That price isn't bad. That is, if they don't cheap out and give you a $50 reman MAF. New GM MAF sensors are around $200, but you're in luck because there is a seller on eBay selling brand new GM AC/Delco MAF sensors for $50. That's where mine is coming from.
Oh, and it doesn't take 2 hrs to put one in, in case they're ripping you off on time and not the part itself. I've done the replacement in less than 3 minutes. Probably even less for a Camaro.
How the car will drive will depend on how the MAF has failed. If it's failed high (putting out a higher signal than normal), the engine will run rich and lack power for the most part. If it's failed low, I wouldn't even bother to attempt to drive the car without getting a new one. However, the code 34 also means that the MAF may not be getting power. Wouldn't it be a real kick in the rear if they just replaced the $15 relay or $.05 fuse and charged you for the $200 MAF?

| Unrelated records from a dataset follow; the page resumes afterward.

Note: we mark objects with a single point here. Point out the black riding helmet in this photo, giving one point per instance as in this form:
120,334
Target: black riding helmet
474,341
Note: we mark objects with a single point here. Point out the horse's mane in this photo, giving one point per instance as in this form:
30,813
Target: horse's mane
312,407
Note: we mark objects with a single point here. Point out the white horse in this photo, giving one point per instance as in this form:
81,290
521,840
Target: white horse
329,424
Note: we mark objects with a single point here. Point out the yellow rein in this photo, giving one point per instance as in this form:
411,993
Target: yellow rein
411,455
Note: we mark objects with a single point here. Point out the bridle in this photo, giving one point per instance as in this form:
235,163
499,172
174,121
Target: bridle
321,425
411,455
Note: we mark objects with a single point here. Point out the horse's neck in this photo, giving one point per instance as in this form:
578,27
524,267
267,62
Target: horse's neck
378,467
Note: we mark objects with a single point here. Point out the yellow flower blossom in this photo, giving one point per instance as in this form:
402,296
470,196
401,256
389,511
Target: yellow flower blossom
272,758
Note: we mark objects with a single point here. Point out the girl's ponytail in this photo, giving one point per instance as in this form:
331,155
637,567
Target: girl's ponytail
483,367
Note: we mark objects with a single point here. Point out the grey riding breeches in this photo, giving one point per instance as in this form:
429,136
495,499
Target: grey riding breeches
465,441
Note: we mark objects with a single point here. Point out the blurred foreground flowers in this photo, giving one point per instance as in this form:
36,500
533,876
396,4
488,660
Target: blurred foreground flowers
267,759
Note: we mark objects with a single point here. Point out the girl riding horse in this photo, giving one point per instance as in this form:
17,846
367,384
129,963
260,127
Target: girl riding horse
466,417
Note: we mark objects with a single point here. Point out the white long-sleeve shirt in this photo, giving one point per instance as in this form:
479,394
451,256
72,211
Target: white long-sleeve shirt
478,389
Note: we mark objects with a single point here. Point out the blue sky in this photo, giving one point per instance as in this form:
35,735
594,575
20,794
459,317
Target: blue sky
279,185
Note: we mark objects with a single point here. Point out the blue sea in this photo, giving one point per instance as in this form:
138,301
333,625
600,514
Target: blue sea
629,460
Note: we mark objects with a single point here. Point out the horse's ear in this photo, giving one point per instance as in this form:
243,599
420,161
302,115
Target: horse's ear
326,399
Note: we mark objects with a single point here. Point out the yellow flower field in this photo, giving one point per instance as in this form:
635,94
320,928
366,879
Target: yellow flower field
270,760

That price isn't bad. That is, if they don't cheap out and give you a $50 reman MAF. New GM MAF sensors are around $200, but you're in luck because there is a seller on eBay selling brand new GM AC/Delco MAF sensors for $50. That's where mine is coming from.
Oh, and it doesn't take 2 hrs to put one in, in case they're ripping you off on time and not the part itself. I've done the replacement in less than 3 minutes. Probably even less for a Camaro.
How the car will drive will depend on how the MAF has failed. If it's failed high (putting out a higher signal than normal), the engine will run rich and lack power for the most part. If it's failed low, I wouldn't even bother to attempt to drive the car without getting a new one. However, the code 34 also means that the MAF may not be getting power. Wouldn't it be a real kick in the rear if they just replaced the $15 relay or $.05 fuse and charged you for the $200 MAF?
hahahah they are charging 1.8 hours for the MAF to be put in.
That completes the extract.